By: Ada W. Dolph and Justin T. Curley

 In Jensen v. Solvay Chemicals, Inc., No. 11-8092 (July 2, 2013), the Tenth Circuit recently affirmed a district court’s determination that employees were not entitled to any relief for their employer’s violation of ERISA Section 204(h)’s notice requirements because the employees failed to establish that the notice deficiency was “egregious.”  The Court also held that the employees could not a maintain a claim for promissory estoppel pursuant to ERISA Section 502(a)(3) because they could not demonstrate that they were influenced by the notice’s deficiency. 

 ERISA Section 204(h) requires the administrator of a defined benefit plan to provide advance notice of a plan amendment that reduces future benefit accruals, or reduces early retirement benefits on a prospective basis.  Failure to provide the Section 204(h) notice can result in the imposition of a $100 per participant penalty tax for each day until the failure is corrected.  In addition, an “egregious” failure to provide the notice can result in the amendment being nullified, so that the benefits eliminated by the amendment are restored.  Solvay dealt only with whether the failure was egregious, and not with the potential implication of the $100 per day penalty tax.

 On January 1, 2005, Solvay converted its defined benefit plan into a “cash balance” plan.  The company’s conversion resulted in the elimination of early retirement subsidies popular with company employees, and they brought suit alleging that the conversion violated ERISA and the Age Discrimination in Employment Act of 1967 (ADEA).  The U.S. District Court for the District of Wyoming granted summary judgment in favor of Solvay on all of the employees’ claims.  The Tenth Circuit affirmed on nearly all counts but held that Solvay violated ERISA Section 204(h)’s notice requirements in one respect when it came to describing the company’s preexisting early retirement subsidies.  The Tenth Circuit remanded the case to the district court to determine whether and what relief was warranted for this single violation.

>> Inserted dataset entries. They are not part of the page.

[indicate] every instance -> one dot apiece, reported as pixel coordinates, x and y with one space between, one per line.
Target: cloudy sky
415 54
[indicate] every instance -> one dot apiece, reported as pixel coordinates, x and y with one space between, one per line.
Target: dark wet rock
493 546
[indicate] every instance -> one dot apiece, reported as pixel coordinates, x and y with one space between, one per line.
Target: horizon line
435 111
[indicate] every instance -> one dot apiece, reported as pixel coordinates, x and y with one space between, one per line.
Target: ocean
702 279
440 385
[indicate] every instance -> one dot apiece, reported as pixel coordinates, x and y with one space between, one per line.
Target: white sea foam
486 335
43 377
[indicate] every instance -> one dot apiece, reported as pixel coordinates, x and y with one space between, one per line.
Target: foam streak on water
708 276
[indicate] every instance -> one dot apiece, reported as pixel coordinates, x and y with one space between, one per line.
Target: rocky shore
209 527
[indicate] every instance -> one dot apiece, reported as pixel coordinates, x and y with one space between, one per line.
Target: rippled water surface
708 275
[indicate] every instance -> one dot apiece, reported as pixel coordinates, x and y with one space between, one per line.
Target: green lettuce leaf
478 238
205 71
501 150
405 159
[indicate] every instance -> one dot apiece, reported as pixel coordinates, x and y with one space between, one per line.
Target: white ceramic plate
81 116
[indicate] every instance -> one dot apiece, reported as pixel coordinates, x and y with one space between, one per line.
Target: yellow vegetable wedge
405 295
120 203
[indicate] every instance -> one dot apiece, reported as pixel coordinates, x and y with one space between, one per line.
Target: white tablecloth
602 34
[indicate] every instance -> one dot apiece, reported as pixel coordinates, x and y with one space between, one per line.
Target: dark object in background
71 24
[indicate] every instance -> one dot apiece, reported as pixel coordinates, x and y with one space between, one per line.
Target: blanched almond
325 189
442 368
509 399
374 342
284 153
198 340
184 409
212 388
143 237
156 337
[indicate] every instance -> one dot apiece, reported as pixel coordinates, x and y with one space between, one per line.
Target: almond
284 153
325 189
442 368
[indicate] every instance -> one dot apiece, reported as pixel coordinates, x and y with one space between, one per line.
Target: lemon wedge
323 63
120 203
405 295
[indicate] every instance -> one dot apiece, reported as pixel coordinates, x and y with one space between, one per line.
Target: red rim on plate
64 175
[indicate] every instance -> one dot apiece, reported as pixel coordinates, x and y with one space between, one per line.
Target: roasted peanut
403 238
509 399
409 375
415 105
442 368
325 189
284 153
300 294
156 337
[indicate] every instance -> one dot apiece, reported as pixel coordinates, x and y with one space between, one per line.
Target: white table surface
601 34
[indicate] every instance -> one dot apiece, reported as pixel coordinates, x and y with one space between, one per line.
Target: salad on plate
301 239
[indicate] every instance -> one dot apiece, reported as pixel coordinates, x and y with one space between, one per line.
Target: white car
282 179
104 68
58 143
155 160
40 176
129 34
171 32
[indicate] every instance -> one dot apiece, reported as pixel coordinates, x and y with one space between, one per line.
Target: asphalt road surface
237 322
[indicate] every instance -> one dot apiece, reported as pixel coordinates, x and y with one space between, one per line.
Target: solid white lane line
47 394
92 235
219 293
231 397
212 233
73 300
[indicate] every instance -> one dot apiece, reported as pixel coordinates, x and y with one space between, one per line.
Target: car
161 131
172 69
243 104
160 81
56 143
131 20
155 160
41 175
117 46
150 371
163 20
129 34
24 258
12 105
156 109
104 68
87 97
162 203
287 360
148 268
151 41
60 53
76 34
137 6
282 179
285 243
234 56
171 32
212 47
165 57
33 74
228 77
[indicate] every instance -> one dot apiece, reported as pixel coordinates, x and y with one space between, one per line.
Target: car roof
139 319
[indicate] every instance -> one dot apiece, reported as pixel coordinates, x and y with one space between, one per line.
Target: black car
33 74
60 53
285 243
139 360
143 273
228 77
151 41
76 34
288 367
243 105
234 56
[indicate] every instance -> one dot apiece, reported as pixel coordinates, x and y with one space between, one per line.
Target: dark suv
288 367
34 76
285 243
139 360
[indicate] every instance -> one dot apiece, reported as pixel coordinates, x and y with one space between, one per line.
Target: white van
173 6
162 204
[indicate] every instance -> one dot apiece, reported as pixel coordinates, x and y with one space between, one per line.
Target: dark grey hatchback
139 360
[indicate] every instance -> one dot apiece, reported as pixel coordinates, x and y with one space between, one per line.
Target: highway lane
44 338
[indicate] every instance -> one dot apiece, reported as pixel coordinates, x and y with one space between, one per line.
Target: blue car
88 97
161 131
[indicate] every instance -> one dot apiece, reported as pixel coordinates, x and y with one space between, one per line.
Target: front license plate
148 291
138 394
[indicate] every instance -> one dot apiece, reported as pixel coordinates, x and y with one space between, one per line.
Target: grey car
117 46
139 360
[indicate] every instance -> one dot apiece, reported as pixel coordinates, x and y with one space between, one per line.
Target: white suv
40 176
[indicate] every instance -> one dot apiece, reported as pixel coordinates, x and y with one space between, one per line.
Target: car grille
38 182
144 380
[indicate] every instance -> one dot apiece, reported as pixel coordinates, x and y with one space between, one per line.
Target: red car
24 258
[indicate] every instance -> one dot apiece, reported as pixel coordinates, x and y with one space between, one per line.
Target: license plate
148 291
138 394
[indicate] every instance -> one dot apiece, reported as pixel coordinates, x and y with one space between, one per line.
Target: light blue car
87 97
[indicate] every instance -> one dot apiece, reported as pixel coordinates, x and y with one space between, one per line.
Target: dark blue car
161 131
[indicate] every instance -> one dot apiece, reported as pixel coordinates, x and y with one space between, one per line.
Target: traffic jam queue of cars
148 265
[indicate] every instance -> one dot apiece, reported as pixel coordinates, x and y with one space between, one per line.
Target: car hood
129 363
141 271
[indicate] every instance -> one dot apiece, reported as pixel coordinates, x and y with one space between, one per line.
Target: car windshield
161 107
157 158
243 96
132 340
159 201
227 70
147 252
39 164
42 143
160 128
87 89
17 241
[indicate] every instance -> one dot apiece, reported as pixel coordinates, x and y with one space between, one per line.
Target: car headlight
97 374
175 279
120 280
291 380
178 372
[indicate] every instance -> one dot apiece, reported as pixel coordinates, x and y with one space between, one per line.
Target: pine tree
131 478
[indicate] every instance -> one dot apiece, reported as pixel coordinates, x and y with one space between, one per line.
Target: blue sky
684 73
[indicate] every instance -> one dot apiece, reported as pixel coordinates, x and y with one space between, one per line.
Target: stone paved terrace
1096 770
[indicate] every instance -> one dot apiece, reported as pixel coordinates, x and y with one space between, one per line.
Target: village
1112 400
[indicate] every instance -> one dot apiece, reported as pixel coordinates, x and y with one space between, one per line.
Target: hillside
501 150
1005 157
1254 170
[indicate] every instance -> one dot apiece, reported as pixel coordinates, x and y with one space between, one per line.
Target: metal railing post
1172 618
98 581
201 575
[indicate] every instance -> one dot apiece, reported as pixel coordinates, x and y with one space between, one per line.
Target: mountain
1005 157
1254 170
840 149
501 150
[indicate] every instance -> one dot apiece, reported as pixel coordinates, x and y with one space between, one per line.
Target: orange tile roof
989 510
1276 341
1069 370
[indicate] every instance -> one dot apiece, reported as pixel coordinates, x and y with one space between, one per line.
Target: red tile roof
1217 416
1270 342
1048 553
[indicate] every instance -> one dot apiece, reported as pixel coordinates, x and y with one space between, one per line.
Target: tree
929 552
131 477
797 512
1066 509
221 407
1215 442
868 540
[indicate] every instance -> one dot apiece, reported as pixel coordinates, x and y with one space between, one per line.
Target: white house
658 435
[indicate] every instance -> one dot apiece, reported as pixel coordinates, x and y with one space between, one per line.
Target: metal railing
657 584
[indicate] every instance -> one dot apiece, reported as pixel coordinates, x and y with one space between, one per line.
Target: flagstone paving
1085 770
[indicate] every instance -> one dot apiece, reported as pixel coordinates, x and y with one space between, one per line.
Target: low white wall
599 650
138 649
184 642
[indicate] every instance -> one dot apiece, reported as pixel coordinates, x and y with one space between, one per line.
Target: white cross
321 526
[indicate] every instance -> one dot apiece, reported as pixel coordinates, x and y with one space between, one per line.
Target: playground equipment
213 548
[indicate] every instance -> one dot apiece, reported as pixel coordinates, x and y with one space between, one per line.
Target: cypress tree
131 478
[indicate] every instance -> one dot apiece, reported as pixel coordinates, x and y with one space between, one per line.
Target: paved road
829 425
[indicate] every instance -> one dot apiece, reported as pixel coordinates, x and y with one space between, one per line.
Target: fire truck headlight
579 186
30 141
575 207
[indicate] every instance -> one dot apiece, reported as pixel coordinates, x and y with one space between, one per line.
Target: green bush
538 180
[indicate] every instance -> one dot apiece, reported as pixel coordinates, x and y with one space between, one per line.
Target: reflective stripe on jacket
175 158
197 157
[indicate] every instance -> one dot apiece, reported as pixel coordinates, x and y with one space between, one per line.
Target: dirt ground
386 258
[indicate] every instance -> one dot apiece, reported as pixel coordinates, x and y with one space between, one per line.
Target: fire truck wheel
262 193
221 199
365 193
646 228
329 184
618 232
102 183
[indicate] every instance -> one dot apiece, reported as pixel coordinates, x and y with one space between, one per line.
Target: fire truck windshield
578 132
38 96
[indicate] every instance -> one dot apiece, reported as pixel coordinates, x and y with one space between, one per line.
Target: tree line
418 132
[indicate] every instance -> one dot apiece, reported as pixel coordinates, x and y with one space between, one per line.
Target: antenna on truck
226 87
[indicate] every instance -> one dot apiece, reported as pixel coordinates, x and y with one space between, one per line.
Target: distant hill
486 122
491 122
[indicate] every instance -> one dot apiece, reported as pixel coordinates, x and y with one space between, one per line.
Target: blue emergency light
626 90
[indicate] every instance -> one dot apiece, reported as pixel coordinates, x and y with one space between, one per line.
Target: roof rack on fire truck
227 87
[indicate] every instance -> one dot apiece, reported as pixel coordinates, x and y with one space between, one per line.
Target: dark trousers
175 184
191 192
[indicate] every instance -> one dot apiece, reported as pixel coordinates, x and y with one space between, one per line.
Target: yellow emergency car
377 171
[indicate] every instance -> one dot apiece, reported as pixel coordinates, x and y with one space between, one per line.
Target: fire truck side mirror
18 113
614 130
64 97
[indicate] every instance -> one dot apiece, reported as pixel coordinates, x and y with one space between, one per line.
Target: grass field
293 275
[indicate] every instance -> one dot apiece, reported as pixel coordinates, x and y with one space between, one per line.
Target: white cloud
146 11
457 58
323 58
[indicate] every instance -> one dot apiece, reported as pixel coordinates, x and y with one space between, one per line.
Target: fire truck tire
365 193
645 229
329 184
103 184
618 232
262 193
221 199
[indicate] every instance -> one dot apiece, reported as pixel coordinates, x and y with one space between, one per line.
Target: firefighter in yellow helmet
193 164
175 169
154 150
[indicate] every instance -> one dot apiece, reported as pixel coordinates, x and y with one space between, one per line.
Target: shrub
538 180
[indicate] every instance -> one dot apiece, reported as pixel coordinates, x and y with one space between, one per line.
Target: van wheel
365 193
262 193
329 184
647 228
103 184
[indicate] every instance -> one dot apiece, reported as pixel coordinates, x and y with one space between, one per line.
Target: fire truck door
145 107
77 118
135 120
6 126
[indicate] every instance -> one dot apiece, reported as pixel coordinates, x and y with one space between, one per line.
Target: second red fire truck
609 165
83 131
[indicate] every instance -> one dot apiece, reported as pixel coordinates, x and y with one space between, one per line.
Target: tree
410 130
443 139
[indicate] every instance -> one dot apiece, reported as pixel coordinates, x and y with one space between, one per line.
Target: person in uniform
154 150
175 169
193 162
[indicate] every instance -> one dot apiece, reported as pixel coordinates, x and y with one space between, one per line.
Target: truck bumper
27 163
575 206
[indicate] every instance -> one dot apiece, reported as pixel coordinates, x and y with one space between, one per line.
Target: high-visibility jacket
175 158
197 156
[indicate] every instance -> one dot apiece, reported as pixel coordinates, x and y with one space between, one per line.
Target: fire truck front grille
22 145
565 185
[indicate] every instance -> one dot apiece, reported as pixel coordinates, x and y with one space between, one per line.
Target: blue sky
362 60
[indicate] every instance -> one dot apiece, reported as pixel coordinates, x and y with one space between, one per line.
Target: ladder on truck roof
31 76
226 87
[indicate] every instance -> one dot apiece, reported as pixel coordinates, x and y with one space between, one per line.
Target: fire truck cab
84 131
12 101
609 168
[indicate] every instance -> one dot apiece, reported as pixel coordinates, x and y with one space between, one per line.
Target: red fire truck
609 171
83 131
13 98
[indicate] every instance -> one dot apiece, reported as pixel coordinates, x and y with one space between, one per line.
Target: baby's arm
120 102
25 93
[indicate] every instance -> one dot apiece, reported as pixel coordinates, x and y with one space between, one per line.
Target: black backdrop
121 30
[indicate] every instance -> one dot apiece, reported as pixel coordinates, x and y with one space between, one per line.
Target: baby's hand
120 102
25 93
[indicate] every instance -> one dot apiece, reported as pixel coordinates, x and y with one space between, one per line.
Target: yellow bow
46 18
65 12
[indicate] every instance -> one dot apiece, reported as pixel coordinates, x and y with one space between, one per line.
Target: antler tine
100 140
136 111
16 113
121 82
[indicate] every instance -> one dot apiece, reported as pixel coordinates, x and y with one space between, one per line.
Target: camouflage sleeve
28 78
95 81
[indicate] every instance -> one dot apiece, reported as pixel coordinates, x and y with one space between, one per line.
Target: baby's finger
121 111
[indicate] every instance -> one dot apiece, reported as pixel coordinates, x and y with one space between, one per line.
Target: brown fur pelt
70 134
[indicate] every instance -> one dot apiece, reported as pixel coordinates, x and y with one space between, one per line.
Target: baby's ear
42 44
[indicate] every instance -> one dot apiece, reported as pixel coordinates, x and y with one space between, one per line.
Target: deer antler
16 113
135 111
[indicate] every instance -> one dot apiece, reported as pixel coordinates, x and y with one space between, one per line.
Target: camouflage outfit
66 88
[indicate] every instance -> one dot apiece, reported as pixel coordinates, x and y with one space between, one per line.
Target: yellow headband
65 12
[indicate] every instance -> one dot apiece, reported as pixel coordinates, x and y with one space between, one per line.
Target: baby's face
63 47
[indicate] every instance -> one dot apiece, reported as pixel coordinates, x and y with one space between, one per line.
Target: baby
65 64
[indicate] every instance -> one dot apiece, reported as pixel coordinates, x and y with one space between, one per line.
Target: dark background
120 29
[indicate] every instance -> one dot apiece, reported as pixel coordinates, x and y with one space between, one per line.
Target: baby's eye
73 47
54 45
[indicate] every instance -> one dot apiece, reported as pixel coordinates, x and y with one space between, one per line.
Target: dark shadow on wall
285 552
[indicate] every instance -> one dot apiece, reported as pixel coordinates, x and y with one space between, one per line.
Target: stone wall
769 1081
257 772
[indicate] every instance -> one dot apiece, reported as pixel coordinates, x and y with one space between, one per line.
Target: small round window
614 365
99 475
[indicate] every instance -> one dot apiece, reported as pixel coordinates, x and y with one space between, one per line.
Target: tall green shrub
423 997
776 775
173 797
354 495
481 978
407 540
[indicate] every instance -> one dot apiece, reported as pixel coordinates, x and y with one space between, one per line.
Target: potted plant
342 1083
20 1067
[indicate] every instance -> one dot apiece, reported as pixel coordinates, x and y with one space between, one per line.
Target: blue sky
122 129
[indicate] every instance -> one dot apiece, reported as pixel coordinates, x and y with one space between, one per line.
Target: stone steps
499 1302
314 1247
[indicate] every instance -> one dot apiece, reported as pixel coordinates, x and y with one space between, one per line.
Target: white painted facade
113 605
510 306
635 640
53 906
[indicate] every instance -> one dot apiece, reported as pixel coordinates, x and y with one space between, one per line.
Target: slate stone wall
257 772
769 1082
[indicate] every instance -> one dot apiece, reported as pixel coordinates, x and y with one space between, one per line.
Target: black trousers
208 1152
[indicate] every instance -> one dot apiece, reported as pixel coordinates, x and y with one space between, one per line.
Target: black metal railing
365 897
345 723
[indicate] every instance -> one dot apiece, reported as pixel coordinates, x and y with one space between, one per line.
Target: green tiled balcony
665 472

 Following a bench trial, the district court concluded that no relief was warranted because the employees had not proved that the notice failure was “egregious,” as defined by ERISA.  ERISA Section 204(h)(6)(B)(i), 29 U.S.C. § 1054(h)(6)(B)(i), provides in part that a company’s Section 204(h) notice failure is “egregious” if the failure was “within [its] control” and was “intentional,” or if the failure was “within [its] control” and the company failed “to promptly provide the required notice or information after [it] discover[ed] an unintentional failure to meet the requirements of” Section 204(h). 

 On appeal, the Tenth Circuit upheld the district court’s conclusion that, even under the “intentional” definition advanced by the employees, Solvay “wanted to make all the disclosures the law required, that the company’s omission was accidental, no more than an oversight in the process of drafting a complex statutorily mandated notice.”  The Tenth Circuit noted testimony from Solvay executives that they never intended to leave out details regarding existing early retirement benefits, and testimony from outside lawyers and actuaries that they were directed by the company to ensure the Section 204(h) notice contained everything ERISA required and that no Solvay executive ever pushed back against their recommendations regarding what to include in the notice.  The Tenth Circuit rejected the employees’ contention that Solvay had a financial motive to omit information and that at least some company executives were aware of the company’s disclosure obligations.  The Tenth Circuit also affirmed the district court’s finding that Solvay did not discover its unintentional notice deficiency until after the employees commenced their lawsuit, and that Solvay immediately consulted with ERISA counsel to correct the omission upon discovering it.

 The employees alternatively brought a Section 502(a)(3) claim for promissory estoppel asserting that the company’s 204(h) notice also violated ERISA Section 102(a), 29 U.S.C. § 1022(a), which requires a company to furnish its employees with “a summary of any material modification in the terms of the plan.”  

Relying on the Supreme Court’s decision in Cigna Corp. v. Amara, 131 S. Ct. 1866 (2011), the Tenth Circuit held that Section 502(a)(3) incorporates whatever requirements “come from the law of equity” when “the specific remedy being contemplated imposes” them.  Applying traditional equity principles, the Court determined that the employees were not able to recover under a promissory estoppel theory because they were admittedly not influenced by the deficient notice in that they were well aware that they were losing certain benefits under the new plan.

 Conversions to cash balance plans have frequently been the target of ERISA class action lawsuits challenging notices under Section 204(h).  The Tenth Circuit’s decision in Solvay is significant because it provides additional guidance regarding what constitutes an “egregious” notice deficiency as defined by Section 204(h), and the burden a plaintiff must meet to prevail on a claim for promissory estoppel pursuant to ERISA Section 502(a)(3) post-Amara.